Dari Simpang tiga jalan raya
Wates – Kediri, saya bersepeda menyusuri jalan pedesaan. Di ujung desa, ada
sebuah warung yang biasanya digunakan para pendaki gunung beristirahat. Lalu
jalanan membelah daerah pertanian yang banyak ditanami palawija sebelum
akhirnya masuk area perkebunan teh. Walaupun jalanan menanjak, tak terasa berat
karena pemandangan alam sekitarnya sangat bagus. Dari sebuah ketinggian tampak
perkebunan teh yang membentang luas, menutup semua permukaan tanah bak beludru
hijau.
Semakin tinggi saya berada, udara
terasa semakin sejuk. Menurut penduduk, jarak antara desa terakhir sampai
terowongan sekitar 10 km. Tapi dengan bersepeda menjadi terasa lebih jauh. Hal
ini karena saya sering berhenti untuk beristirahat mengatur nafas dan
menyiasati jalanan menanjak. Maklum perokok seperti saya, butuh treadment khusus untuk olah raga seperti
ini. Lambat laun, jalan memasuki kawasan hutan pohon Kaliandra. Selanjutnya
sepeda melipir punggungan dan di sebelah kanan jurang menganga lebar. Jalan ini
berakhir pada mulut terowongan.
Di dalam terowongan, ada beberapa
ruangan yang dibuat untuk menginap para penjaga atau pemantau aktivitas Gunung
Kelud. Tapi kini berubah fungsi menjadi tempat bersemedi para peziarah.

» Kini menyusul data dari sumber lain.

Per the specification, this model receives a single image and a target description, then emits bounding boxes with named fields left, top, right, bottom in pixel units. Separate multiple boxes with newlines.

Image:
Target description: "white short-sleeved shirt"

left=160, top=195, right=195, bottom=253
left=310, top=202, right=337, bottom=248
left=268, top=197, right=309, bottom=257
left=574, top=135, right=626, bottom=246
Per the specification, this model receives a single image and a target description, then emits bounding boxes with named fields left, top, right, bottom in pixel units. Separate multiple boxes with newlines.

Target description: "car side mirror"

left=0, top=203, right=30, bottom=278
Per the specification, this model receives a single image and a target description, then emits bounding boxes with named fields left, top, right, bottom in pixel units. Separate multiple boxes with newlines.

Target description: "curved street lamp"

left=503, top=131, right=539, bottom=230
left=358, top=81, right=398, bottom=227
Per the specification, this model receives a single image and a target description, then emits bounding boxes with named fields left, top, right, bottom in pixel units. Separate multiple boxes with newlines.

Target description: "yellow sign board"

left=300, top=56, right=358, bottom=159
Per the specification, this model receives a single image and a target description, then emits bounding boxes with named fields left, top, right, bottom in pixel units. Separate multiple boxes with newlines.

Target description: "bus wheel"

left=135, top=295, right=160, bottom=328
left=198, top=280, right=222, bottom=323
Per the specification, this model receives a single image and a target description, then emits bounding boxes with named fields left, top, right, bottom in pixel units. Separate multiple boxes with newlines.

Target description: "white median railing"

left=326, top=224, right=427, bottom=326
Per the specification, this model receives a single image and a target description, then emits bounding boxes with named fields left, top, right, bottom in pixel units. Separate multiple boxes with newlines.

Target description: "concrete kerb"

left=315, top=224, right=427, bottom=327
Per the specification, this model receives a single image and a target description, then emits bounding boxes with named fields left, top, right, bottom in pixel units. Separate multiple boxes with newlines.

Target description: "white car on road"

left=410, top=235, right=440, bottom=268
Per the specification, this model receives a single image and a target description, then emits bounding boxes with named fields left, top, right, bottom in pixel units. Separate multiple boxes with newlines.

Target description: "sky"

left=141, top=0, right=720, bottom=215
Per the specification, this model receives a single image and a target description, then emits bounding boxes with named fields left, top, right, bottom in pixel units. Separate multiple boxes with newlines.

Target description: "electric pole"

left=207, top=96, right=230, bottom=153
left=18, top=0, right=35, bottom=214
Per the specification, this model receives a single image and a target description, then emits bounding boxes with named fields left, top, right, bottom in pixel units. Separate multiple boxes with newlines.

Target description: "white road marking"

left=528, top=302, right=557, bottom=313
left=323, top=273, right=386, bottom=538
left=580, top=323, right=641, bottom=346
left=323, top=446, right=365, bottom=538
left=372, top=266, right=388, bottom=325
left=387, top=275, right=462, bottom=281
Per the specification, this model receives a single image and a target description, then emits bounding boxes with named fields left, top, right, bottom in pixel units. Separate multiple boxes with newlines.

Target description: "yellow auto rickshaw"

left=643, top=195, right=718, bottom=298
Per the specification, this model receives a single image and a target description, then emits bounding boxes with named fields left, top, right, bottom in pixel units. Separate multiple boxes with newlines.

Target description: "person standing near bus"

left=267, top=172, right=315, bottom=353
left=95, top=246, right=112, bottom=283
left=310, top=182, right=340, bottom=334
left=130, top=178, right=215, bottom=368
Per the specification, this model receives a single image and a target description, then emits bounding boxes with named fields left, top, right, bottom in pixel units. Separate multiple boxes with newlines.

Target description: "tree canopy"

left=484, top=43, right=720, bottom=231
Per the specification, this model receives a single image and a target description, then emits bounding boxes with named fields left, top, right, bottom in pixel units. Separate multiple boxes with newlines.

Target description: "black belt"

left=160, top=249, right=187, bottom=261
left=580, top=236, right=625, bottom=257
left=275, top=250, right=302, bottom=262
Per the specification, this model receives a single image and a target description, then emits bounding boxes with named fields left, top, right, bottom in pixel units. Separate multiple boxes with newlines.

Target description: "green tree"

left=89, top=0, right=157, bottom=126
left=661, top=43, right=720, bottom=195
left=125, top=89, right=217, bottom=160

Seberang mulut terowongan, sebuah pemandangan indah menunggu. Danau kawah berwarna
kehijauan membentang, dibentengi dinding padas. Sementara dinding terjal bagian
kanan, kerap dipakai berlatih panjat tebing. Masyarakat lokal menyebutnya
sebagai ‘Gajah Mungkur’, karena berbentuk mirip seekor gajah yang sedang duduk
membelakangi.
Semalam Gunung Kelud menunjukkan
keberadaanya yang masih aktif. Saya tak sempat mengabadikan hujan abu
semalaman. Baru mengetahuinya setelah pagi tadi, saat saya hendak menyiram
beberapa tanaman dalam pot di depan rumah. Tumpukkan abu halus sudah menutupi teras
rumah.
Ini adalah hari pertama saya
selepas dari angka kelahiran masehi, setelah kemarin sibuk membalas ribuan
ucapan selamat milad yang saya terima melalui seluler dan media sosial. Dan
beberapa kejutan istimewa dari beberapa rekan karib.
Kita yang tak pernah mengerti
bahwa ujian yang diberikan kepada kita adalah gerbang awal dari kebahagiaan.
Maka setelah kita diuji oleh-Nya, maka ujilah diri pribadi dengan ketakutan
yang kita ciptakan sendiri.
Sangat mudah untuk Tuhan membalik
keadaan, dari yang sumringah menjadi was-was. Saya berharap rekan-rekan yang
berada di sekitar Gunung Kelud diberi perlindungan dan keselamatan oleh Allah
SWT. Amiiin.
Ps: tulisan ini sebagai tulisan
belangsungkawa kepada rekan, dan saudara yang berada di area Gunung Kelud. Dan
juga sebagai tulisan pertama saya dalam acara #30harimenulis, satu kompetisi
personal antara saya dengan rekan saya, setelah perbincangan absurd semalaman.